We tested several popular algorithms used for classification in AI and also developed our own. No algorithm was perfect; the best – even one that we developed specifically for this task − achieved an accuracy rate of around 80%, meaning that at least 1 in 5 students were misclassified. We realized that many students were identical in grades, age, gender, socioeconomic status, and other characteristics – and yet some would finish on time, and others would not. Under these circumstances, no algorithm would be able to make perfect predictions.
You might think that more data would improve predictability, but that usually comes with diminishing returns. This means that, for example, for every 1% increase in accuracy, you might need 100 times more data. Thus, we would never have enough students to significantly improve the performance of our model.
Additionally, many unpredictable turns in the lives of students and their families – unemployment, death, pregnancy – can occur after their first year of college, likely affecting their on-time success. So, even with an infinite number of students, our predictions would still give errors.
The limits of prediction
To put it more generally, what limits prediction is complexity. The word complexity comes from the Latin plexuswhich means intertwined. The components that make up a complex system are closely related, and this is the interactions between them who determine what happens to them and how they behave.
Thus, studying system elements in isolation would likely give misleading insights about them – as well as the system as a whole.
Take for example a car driving around town. Knowing the speed at which it is traveling, it is theoretically possible to predict where it will end up at any given time. But in real traffic, its speed will depend on interactions with other vehicles on the road. Since the details of these interactions appear in the moment and cannot be known in advance, it is only possible to accurately predict what happens to the car a few minutes later.
Not with my health
These same principles apply to prescribing medications. Different conditions and diseases may have the same symptoms, and people with the same condition or disease may have different symptoms. For example, fever can be caused by a respiratory or digestive illness. And a cold can cause a cough, but not always.
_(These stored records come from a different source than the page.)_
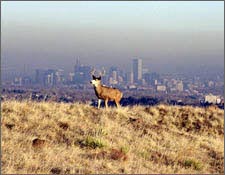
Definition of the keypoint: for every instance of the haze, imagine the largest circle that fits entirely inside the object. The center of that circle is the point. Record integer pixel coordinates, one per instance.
(168, 36)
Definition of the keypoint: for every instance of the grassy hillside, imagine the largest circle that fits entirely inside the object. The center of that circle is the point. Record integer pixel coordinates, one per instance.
(77, 138)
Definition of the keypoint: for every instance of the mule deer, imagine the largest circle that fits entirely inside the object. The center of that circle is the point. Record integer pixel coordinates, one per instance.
(105, 93)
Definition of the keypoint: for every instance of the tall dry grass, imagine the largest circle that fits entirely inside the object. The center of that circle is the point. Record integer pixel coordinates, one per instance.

This means that healthcare datasets have significant overlap that would prevent AI from being error-free.
Of course, humans make mistakes too. But when the AI misdiagnoses a patient, as it surely will, the situation falls into a legal void. It is not clear who or what would be responsible if a patient were injured. Pharmaceutical companies? Software developers? Insurance agencies? Pharmacies?
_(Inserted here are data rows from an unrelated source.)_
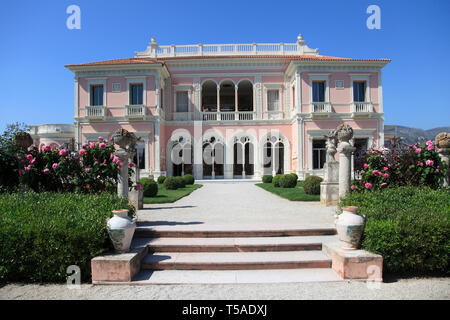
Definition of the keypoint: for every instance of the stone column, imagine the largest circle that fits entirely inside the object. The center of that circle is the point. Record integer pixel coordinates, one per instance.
(122, 181)
(329, 188)
(344, 134)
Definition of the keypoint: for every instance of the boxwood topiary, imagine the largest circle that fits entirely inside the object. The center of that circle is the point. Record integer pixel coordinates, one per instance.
(188, 179)
(149, 186)
(288, 181)
(171, 183)
(161, 179)
(312, 185)
(276, 180)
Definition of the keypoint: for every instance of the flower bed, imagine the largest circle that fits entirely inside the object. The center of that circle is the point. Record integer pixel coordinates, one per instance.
(42, 234)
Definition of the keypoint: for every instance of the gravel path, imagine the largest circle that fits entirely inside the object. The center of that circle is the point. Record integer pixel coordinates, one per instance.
(431, 288)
In many contexts, neither humans nor machines are the best option for a given task. The “Centaurs” or “hybrid intelligence” – that is to say a combination of humans and machines – tend to be better than each alone. A doctor could certainly use AI to decide on potential medications to use for different patients, based on their medical history, physiological details, and genetic makeup. Researchers are already exploring this approach in precision medicine.
But common sense and precautionary principle
suggest it is too early for AI to prescribe medications without human oversight. And the fact that errors can be built into the technology could mean that when human health is at stake, human oversight will always be necessary.